Nelson Wilmarth Aldrich, a U.S. representative and senator from Rhode Island, defended business interests throughout his political career. Born in Foster, Rhode Island, Aldrich was elected as a Republican to the U.S. House of Representatives in 1878 and entered the U.S. Senate in 1881. In the late 1890s, Aldrich assumed a key role as one of "The Senate Four"—Aldrich, William Allison of Iowa, Orville Platt of Connecticut, and John Spooner of Wisconsin—who dominated the Senate for a decade.
As chairman of the Senate Finance Committee, Aldrich presided over tariff legislation at a time when tariffs provided the federal government's principal source of income. He coauthored the Payne-Aldrich Tariff Act of 1909, which raised tariff rates on many imports and stirred protests from progressive reformers. In the wake of the Panic of 1907, he sponsored the Aldrich-Vreeland Act, permitting the U.S. Treasury to lend currency to banks during fiscal crises.
In his final Senate years, Aldrich chaired the National Monetary Commission. His Aldrich Plan, providing for flexible cash reserves, was the forerunner of the Federal Reserve System. A powerful floor leader, Aldrich played a major part in shaping the legislative programs of the administrations of both Theodore Roosevelt and William Howard Taft.
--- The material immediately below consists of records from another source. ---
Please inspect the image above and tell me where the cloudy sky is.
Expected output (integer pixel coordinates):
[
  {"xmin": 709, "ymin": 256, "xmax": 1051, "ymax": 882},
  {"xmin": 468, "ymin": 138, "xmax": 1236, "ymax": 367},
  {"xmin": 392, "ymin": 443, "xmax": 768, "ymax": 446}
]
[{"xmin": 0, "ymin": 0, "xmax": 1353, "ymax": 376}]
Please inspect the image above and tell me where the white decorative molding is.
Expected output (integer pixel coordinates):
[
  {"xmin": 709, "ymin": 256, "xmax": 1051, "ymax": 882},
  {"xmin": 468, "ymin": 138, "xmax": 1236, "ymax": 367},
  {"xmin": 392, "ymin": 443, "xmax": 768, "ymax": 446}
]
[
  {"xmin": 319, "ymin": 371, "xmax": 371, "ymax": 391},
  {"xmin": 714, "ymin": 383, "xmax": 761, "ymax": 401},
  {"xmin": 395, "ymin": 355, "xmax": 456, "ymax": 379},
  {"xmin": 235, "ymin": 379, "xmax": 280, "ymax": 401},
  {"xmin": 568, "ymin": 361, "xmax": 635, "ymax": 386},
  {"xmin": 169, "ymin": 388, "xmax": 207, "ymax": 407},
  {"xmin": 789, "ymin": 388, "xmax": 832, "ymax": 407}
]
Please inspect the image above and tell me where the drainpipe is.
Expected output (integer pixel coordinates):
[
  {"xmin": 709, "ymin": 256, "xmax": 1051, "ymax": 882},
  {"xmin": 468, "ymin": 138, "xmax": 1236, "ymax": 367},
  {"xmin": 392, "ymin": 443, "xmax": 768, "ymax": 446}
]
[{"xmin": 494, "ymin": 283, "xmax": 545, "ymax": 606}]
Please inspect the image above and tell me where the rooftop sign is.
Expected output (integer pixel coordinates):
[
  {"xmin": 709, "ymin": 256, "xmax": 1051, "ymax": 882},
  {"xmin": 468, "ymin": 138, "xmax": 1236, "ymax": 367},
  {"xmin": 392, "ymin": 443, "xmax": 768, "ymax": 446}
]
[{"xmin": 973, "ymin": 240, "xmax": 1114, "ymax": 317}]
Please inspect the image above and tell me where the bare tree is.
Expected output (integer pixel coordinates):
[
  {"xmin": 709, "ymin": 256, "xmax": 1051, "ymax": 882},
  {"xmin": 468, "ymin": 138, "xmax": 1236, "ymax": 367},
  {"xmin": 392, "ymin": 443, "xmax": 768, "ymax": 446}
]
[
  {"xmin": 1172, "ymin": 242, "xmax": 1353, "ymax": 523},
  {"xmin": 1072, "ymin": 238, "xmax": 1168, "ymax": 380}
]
After serving in the Senate from 1881 until 1911, Aldrich retired to Providence, Rhode Island. He died in 1915 in New York City. Aldrich's grandson, Nelson Aldrich Rockefeller, served as vice president of the United States from 1974 to 1977, and his great-grandson, John D. Rockefeller IV, took his oath as a U.S. senator from West Virginia in 1985.